Even the present-day net flux tends to underestimate the real lifetime of global warming. The atmosphere contains about 160 Gt more carbon than it did then. If we divide this number by the CO2 invasion flux into the ocean of 2 Gt C/year, we get an apparent uptake time scale of 80 years. This result is shorter than model air/water equilibration time scales by a factor of four or so. I believe the problem is with the simple calculation. The CO2 concentration of the atmosphere is going up continuously, and so it invades the ocean as it equilibrates with warm surface waters. If atmospheric CO2 were not going up, the warm surface waters would saturate in a year or two, the overall ocean invasion rate would decrease, and the lifetime estimates by this method would increase. Different parts of the ocean equilibrate with the atmosphere on different time scales, ranging from a year for the tropical surface ocean to a millennium for the deep sea. Overall, model experiments show a CO2 equilibration time of a few centuries [5, 6, 11, 12]. The other problem with both of these conceptions is that they implicitly assure us that the CO2 concentration is going back to its initial concentration, which it will not.

Another source of short-lifetime bias in the community probably comes from a calculation used to compare the greenhouse consequences of different gases, called the Global Warming Potential (GWP) [13]. Some trace gases such as methane have a stronger impact on the heat balance of the earth, per molecule, than CO2 does.

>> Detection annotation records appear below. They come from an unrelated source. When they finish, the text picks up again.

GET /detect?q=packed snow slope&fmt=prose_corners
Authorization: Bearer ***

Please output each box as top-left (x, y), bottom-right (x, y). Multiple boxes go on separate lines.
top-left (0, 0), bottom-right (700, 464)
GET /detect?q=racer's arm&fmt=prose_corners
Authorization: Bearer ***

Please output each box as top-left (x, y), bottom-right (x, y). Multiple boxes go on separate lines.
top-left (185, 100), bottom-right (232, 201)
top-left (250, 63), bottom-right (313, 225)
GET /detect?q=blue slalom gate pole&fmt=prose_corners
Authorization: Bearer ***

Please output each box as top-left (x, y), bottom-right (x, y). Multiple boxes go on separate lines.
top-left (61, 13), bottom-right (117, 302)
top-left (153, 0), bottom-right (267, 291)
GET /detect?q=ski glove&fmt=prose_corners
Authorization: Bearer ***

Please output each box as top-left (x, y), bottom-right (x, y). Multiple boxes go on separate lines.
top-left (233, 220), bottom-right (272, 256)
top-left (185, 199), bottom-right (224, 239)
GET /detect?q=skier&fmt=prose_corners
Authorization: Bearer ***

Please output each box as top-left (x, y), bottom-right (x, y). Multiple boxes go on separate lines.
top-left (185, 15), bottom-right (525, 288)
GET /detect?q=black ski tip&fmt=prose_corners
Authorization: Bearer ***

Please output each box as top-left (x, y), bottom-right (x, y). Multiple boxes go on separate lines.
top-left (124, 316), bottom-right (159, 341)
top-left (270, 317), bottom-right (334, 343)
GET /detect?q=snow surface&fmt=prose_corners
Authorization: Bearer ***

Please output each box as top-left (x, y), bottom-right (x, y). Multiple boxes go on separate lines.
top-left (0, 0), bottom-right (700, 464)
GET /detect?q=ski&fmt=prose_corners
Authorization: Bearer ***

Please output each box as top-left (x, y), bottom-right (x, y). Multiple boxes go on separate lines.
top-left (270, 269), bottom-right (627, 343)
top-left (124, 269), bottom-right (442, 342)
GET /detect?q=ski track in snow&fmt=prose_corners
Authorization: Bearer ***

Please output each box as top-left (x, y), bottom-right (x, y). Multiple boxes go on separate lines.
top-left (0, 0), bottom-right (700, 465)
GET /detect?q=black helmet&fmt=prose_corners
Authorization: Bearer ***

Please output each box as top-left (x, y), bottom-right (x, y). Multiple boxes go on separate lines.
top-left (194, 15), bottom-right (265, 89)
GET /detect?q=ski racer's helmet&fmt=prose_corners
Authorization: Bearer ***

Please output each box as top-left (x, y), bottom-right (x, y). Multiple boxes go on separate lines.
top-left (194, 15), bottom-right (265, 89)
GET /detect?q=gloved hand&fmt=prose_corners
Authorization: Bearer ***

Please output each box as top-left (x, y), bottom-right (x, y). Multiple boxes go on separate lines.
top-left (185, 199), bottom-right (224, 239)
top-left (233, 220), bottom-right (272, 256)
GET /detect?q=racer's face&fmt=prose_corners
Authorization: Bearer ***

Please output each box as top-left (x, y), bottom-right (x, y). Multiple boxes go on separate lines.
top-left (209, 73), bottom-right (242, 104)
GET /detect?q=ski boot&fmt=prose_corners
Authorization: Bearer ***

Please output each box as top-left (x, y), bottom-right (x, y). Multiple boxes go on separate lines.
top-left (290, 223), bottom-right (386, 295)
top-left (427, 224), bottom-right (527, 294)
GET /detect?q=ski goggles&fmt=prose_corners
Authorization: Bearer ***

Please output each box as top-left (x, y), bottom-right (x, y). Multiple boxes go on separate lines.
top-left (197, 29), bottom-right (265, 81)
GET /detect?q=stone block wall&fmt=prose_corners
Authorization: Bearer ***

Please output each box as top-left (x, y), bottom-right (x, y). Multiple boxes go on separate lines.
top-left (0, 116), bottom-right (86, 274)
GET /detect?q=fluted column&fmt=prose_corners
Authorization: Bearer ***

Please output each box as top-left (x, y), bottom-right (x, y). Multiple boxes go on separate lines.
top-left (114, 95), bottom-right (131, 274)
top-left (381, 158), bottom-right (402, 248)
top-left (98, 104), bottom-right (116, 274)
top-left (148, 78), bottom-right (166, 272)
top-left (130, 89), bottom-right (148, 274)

However, to really compare them fairly one might want to factor in the fact that methane only lives about 10 years before it goes away (actually, it is oxidized to CO2, another greenhouse gas, but it is common to ignore that in GWP calculatons). Global warming potentials are calculated by integrating the radiative energy impact of a molecule of gas over its atmospheric lifetime. However, if the full lifetime of CO2 were considered, including that long tail, then methane would be by that calculation unimportant. On human time scales, methane is certainly an important greenhouse gas, and so what’s done is to arbitrarily limit the time horizon of the calculation to something like human timescales. Methane GWP is higher when considered on the 50-year time horizon than it is on the 500-year time horizon or it would be on a 500,000-year time horizon, if anyone bothered to do that calculation. Perhaps the adoption of time horizons for GWP calculations conditions scientists to believe that CO2 only persists for as long as this time horizon lasts. The table in the EPA document, for example, was associated with a discussion of global warming potentials.

It could also be that we-who-only-live-to-be-77.2-years-old don’t want to worry about climate impacts from fossil fuel CO2 release 100,000 or even 1,000 years from now. That would be a perfectly rational position, and I have no argument with it. Climate change negotiations are grounded in IPCC projections and scenarios to the year 2100, a far cry from the year 100,000, but even 2100 seems almost unimaginably remote given the pace of social and technological change in the world today. On the other hand, nuclear waste lasts for millions of years for some isotopes such as iodine 129. The public seems to find this information relevant, so the true longevity of anthropogenic climate change might be considered by some to be relevant to here-and-now decisions as well. At any rate, the facts as reported ought to be accurate, rather than judging in advance that no one cares about climate impacts that last thousands of years and more into the future.